Bisnis.com, JAKARTA – Ekonom Senior sekaligus mantan Menteri Keuangan (periode 2013-2014) Chatib Basri menyampaikan bahwa tren penguatan nilai tukar rupiah pada pekan lalu utamanya dipengaruhi oleh faktor eksternal.
Dia menjelaskan, kondisi ini seiring dengan adanya ekspektasi pasar terhadap penurunan suku bunga bank sentral Amerika Serikat (AS), Fed Funds Rate/FFR), dalam beberapa bulan ke depan.
“Sehingga ini yang menjelaskan mengapa exchange rate kita mengalami penguatan beberapa ratus basis poin beberapa waktu terakhir,” katanya dalam acara Market Outlook 2024, Selasa (16/7/2024).

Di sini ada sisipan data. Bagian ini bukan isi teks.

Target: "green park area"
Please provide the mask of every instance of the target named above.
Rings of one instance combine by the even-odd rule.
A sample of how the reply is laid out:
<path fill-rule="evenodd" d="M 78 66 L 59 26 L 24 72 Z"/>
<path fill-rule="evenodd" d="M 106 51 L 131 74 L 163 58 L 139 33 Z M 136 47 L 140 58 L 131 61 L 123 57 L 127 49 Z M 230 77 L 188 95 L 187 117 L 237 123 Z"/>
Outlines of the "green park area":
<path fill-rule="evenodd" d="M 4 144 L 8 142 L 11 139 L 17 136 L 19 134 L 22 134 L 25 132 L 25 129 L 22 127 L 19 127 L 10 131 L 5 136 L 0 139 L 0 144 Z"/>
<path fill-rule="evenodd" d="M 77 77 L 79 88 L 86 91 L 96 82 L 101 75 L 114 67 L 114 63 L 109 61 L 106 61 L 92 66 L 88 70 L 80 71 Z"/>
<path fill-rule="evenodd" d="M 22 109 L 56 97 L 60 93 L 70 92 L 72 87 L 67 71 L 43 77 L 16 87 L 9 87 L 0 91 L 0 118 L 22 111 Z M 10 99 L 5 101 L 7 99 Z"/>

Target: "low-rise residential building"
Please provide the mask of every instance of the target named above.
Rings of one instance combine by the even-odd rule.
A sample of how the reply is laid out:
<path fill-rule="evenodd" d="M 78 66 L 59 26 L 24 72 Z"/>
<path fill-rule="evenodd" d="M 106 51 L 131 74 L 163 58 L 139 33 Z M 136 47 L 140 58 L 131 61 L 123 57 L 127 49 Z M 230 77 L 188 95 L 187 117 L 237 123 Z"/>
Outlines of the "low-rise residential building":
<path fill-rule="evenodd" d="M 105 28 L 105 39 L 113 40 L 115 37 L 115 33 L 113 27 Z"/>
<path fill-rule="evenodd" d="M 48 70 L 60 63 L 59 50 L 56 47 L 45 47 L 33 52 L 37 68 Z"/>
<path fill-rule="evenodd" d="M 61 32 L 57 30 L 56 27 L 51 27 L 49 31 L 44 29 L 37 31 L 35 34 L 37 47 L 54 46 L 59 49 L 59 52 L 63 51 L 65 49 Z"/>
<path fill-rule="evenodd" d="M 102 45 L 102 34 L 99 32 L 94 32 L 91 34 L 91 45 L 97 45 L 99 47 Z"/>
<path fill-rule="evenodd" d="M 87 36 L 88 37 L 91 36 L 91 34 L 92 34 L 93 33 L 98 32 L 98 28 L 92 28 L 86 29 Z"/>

Selain itu, Chatib mengatakan bahwa pernyataan pemerintah dan tim sinkronisasi pemerintahan presiden terpilih Prabowo Subianto terkait keberlanjutan fiskal turut mempengaruhi penguatan rupiah.
Pernyataan tersebut berasal dari Menteri Koordinator Bidang Perekonomian, Menteri Keuangan Sri Mulyani Indrawati, dan Tim Sinkronisasi Pemerintahan, bahwa defisit APBN pada 2025 akan djaga di bawah level 3% dari PDB.
“Statement ini memberi comfort kepada market bahwa desain dari kebijakan fiskal itu akan tetap dijaga. Itu yang kemudian juga memberikan rasa yang cukup nyaman bahwa defisitnya bisa dijaga,” jelasnya.
Baca Juga
Bisnis mencatat, nilai tukar rupiah pada Selasa (16/7/2024) ditutup pada level Rp16.199 per dolar AS. Nilai tukar tersebut turun 0,18% atau sebesar 29 poin.
Sebagaimana diketahui, kabar rasio utang terhadap PDB dalam APBN pemerintahan mendatang sempat menjadi sorotan dan kekhawatiran bagi investor, sehingga turut memicu pelemahan rupiah.
Pada kesempatan sebelumnya, Sri Mulyani menyampaikan bahwa presiden terpilih Prabowo telah berkomitmen menjaga defisit APBN 2025 di bawah 3% dari PDB.
“Kami sudah menyampaikan juga kepada presiden terpilih Bapak Prabowo dan beliau juga memberikan keyakinan arahan bahwa beliau commit defisit di bawah 3%,” katanya.
Adapun, DPR RI dan pemerintah telah menyetujui defisit pada tahun depan akan berada pada rentang 2,29% hingga 2,82% dari PDB atau di bawah 3%.